"Allah is all-knowing," was the gloomy reply. "I forewarned the Vizier Afdhal that nothing would come of this; for have I not seen your France with my own eyes? But I can only obey. The smooth speeches I leave to the deputies." Then, with a quick turn: "As Allah lives, I can think of nothing but of what you have told me. Mary Kurkuas the slave of Iftikhar,—of Iftikhar! O Allah, if indeed Thou art omnipotent and merciful, why may such things be?"

"Peace, sweet brother," said the Christian, gently. "I am trying to learn to bow to the will of God. Do not make my task harder. Mary Kurkuas was my wife; but what was she to you?"

"What to me?" The words came across Musa's white teeth so quickly that he had spoken ere he could set bridle to his tongue. Then slowly, with a soft rhythm and melody attuned so well by his rich voice, he answered: "What to me? Shall I say it again; are you not my brother, is not Mary the Greek my sister? Are not your joys my joys; your sorrows—what sorrows are they not!—mine? Allah pity me; my heart is sad, sad. And what have you done to seek for her?" So Richard told as well as he might of his questionings of the prisoners, and of the report that Iftikhar had gone to Persia, to Alamont the trysting-place of the Ismaelians. But Musa shook his head at this.

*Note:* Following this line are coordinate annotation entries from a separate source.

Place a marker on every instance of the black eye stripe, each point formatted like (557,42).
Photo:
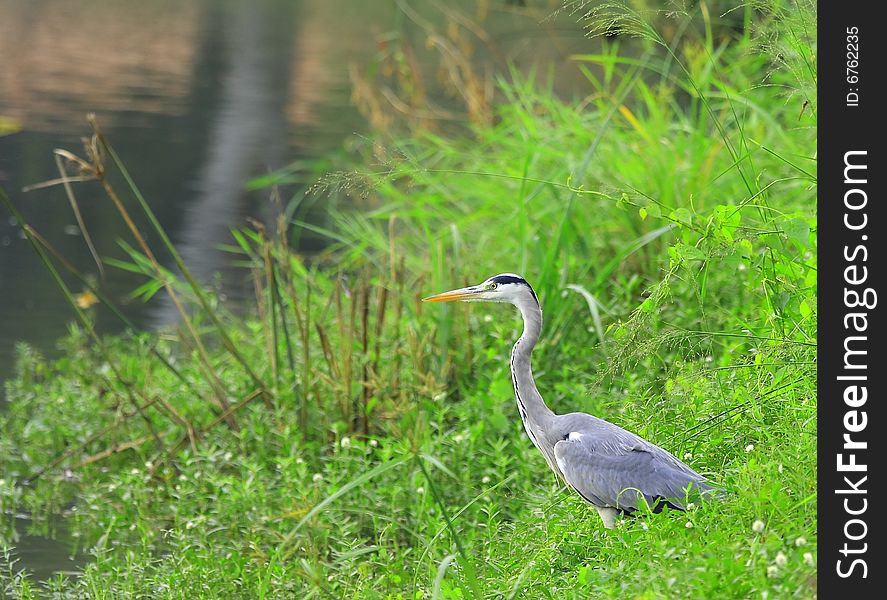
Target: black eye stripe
(509,279)
(514,279)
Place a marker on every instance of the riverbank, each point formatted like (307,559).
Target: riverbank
(345,440)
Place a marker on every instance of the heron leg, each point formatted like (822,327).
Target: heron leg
(608,516)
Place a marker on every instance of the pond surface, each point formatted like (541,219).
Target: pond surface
(197,96)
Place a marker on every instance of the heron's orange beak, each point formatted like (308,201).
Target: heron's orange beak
(453,295)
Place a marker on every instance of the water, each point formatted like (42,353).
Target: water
(197,96)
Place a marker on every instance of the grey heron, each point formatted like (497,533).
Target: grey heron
(612,469)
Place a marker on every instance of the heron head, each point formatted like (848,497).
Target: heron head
(506,287)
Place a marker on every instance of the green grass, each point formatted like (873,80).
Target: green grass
(667,223)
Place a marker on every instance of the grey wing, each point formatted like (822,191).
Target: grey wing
(612,468)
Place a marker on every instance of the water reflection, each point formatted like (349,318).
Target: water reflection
(197,97)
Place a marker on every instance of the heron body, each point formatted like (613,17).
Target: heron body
(612,469)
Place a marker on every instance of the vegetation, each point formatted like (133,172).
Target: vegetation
(346,441)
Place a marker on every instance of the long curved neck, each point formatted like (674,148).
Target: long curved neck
(530,403)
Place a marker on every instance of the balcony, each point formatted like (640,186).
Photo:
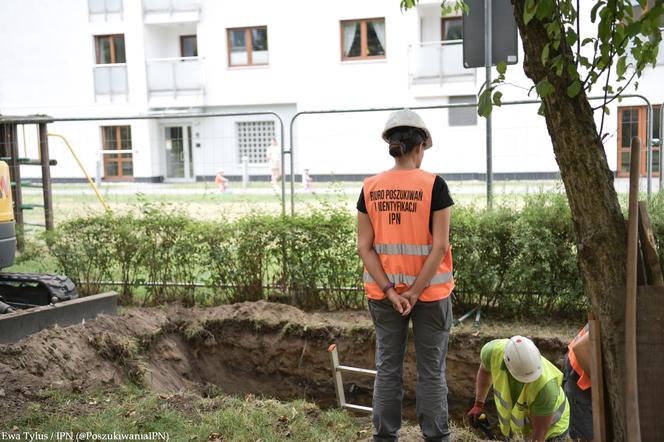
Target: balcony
(171,11)
(175,81)
(105,10)
(438,62)
(111,81)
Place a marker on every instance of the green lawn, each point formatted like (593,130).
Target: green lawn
(202,200)
(184,416)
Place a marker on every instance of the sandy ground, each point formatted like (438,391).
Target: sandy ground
(260,348)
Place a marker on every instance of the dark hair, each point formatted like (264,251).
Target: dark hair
(404,139)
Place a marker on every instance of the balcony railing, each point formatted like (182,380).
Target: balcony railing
(105,8)
(438,61)
(164,11)
(111,80)
(175,76)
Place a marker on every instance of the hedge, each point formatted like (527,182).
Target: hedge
(520,262)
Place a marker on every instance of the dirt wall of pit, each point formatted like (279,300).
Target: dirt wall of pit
(250,348)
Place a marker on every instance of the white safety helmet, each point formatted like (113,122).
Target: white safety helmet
(523,359)
(406,117)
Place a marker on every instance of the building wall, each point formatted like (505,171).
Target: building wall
(50,62)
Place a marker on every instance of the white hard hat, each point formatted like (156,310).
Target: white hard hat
(523,359)
(406,117)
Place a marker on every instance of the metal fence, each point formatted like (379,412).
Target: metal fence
(174,158)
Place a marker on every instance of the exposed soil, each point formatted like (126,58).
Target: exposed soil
(261,348)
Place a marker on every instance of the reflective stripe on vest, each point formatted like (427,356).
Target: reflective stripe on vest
(515,420)
(584,382)
(399,278)
(403,249)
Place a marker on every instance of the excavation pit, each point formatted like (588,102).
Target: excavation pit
(261,348)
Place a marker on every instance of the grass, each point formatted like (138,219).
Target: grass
(202,200)
(184,416)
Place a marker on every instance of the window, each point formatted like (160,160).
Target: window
(188,46)
(632,123)
(247,46)
(462,116)
(110,49)
(451,28)
(253,137)
(117,165)
(363,39)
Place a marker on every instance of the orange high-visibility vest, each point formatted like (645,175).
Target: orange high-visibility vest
(584,378)
(398,203)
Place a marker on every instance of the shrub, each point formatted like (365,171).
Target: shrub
(522,263)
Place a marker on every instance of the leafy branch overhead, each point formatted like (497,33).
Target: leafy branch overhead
(624,40)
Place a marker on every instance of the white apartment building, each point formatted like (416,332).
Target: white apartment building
(124,59)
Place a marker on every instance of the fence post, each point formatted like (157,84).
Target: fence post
(338,382)
(245,171)
(46,176)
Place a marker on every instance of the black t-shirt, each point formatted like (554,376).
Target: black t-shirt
(440,199)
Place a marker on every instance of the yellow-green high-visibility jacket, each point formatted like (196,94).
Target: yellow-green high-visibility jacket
(514,416)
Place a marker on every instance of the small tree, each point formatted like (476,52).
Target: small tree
(562,77)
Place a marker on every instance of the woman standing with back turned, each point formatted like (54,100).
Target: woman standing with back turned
(403,240)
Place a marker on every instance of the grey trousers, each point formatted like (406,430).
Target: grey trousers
(431,328)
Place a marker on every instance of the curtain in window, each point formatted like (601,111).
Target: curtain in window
(379,28)
(351,32)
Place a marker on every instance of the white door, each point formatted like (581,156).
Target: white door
(178,149)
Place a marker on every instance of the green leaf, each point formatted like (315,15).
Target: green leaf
(540,110)
(570,37)
(593,11)
(544,88)
(544,9)
(621,66)
(545,54)
(484,106)
(529,11)
(574,89)
(497,98)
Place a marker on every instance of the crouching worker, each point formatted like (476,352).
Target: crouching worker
(576,383)
(527,389)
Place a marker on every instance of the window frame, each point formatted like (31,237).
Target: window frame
(443,25)
(182,38)
(111,38)
(249,42)
(642,133)
(244,143)
(117,157)
(363,39)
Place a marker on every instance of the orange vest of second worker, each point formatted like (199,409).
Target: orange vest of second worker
(398,203)
(584,378)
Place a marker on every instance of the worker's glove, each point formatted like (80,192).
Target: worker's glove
(474,414)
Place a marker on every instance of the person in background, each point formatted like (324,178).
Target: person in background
(527,390)
(274,159)
(576,382)
(403,240)
(220,180)
(306,180)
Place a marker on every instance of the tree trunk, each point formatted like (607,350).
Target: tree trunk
(598,221)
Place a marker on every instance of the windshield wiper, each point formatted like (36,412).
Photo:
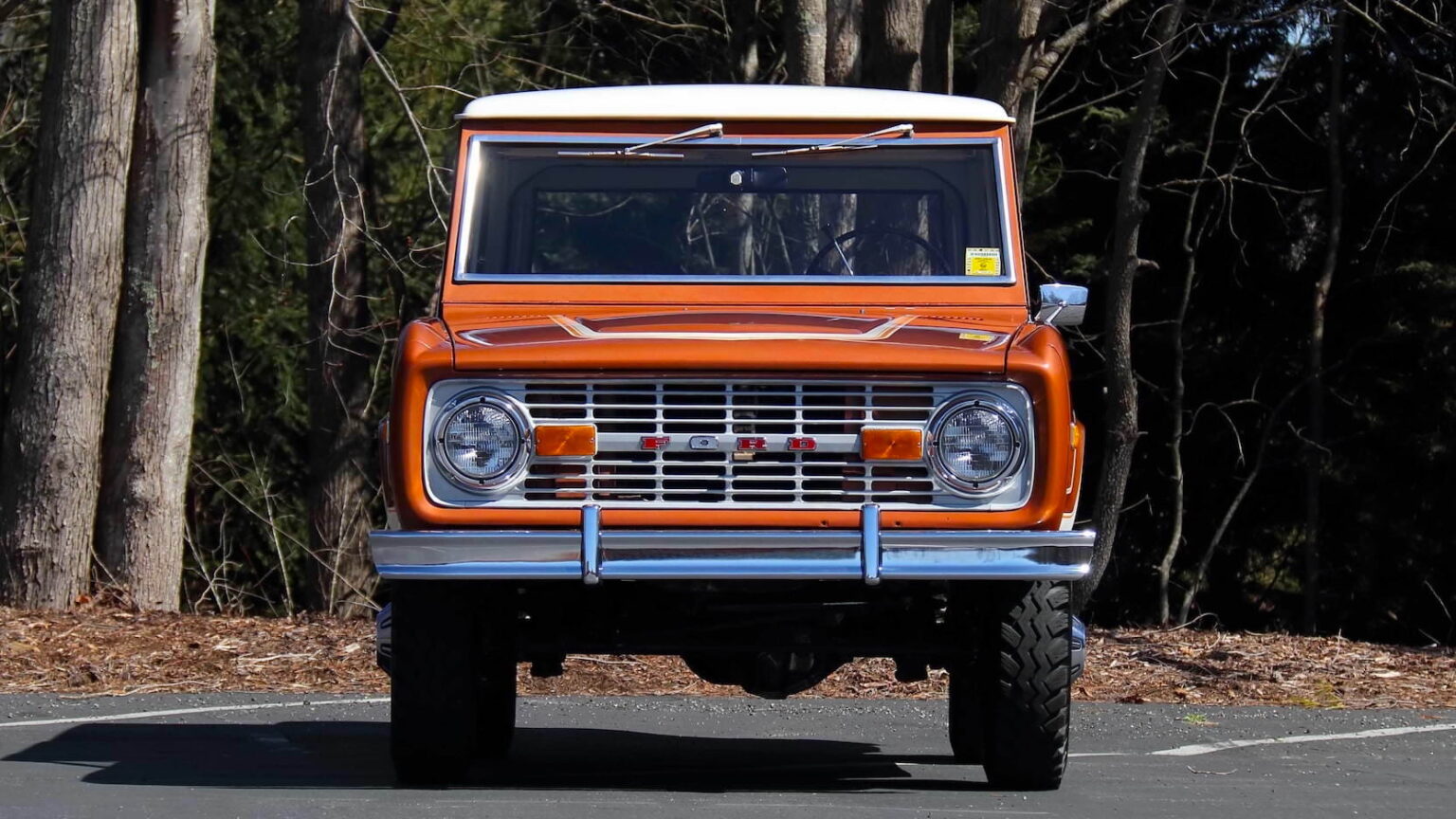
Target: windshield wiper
(641,151)
(852,143)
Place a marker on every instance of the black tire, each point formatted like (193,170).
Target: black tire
(432,682)
(1016,699)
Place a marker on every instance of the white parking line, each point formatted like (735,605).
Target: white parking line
(1227,745)
(184,712)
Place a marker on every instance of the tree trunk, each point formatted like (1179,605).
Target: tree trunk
(48,484)
(1315,453)
(893,35)
(804,41)
(342,349)
(844,21)
(1117,350)
(935,46)
(1192,241)
(743,38)
(1010,35)
(1015,54)
(141,522)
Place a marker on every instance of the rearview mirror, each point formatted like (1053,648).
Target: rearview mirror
(1062,305)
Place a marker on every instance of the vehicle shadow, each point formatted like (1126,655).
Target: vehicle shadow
(355,755)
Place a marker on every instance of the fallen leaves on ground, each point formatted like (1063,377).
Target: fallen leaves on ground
(98,650)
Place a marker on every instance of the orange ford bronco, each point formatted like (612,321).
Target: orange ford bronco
(752,374)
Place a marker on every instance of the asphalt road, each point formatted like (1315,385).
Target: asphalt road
(649,758)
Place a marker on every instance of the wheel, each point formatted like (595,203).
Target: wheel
(836,248)
(1013,702)
(450,694)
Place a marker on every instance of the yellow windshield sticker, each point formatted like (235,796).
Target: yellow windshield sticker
(982,261)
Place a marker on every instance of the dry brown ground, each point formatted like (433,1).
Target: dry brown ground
(106,651)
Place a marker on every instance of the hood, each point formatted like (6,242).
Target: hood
(583,338)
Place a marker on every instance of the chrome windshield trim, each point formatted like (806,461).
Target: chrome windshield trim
(475,173)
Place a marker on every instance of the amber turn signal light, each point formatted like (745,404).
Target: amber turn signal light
(562,441)
(891,445)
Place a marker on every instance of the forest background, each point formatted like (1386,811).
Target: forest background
(1257,192)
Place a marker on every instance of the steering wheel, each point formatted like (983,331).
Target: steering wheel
(836,246)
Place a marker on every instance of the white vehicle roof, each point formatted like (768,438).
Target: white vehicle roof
(712,102)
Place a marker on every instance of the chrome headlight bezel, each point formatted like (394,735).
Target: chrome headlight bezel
(514,471)
(991,403)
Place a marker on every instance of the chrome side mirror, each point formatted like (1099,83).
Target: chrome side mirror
(1062,305)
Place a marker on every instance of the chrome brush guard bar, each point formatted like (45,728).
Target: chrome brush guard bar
(592,554)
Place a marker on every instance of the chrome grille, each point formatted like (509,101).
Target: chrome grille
(831,412)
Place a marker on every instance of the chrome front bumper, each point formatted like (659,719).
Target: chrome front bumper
(592,554)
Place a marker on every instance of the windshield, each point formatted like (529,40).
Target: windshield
(922,213)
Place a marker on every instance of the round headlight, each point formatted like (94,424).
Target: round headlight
(975,445)
(481,441)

"Either the man spoke false or was ignorant. I am close to the gossip of the court at Cairo. Iftikhar is in Syria. He keeps still, lest he rouse Barkyarok; but I think report had it he was dealing with Redouan of Aleppo."

"Aleppo?" repeated Richard. "I rode close to the city. But it is impossible to gain news. War blocks all roads. These Syrians will lie, though there be a dagger at their throats. Had we but captured Hossein—"

"Forgive that my coming made him escape you," broke in the Spaniard.

"Forgive?" continued the Norman; "what have I to forgive touching you, my brother? Perhaps even Hossein could have told nothing; but vengeance is sweet."

"Wallah, and it shall not be small!" swore Musa.

So the company rode back to the camp of the Christians; and Richard's men were astonished to meet their chief trotting side by side with an unbeliever. But he reassured them, and brought the embassy with all courtesy before Duke Godfrey, who entreated the Egyptians very honorably. Richard, however, took Musa to his own tent, and the two spent together an evening long and sweet. Richard told of the fighting around Nicæa, of Dorylæum, the desert march, the unfruitful siege; and Musa told a story of a campaign in Nubia against negro nomads, and showed the gem-hilted cimeter that the Fatimite kalif had himself bestowed when the Spaniard returned to Cairo victorious. "And I had another reward offered me," continued Musa, smiling. "The kalif said to me: 'Cid Musa, you are a gallant emir. As Allah lives you shall be my son-in-law; you shall have the hand of Laila my daughter; whose beauty is as a fountain bursting under palms.'"

"So you are wedded at last," cried the Norman, and he held up his wine-cup. "To Laila, wife of the great Emir Musa, son of Abdallah!" was his cry. But the Spaniard checked him with a laugh. "No, I put the offer by, though it was not easy to refuse such a gift and yet save my head."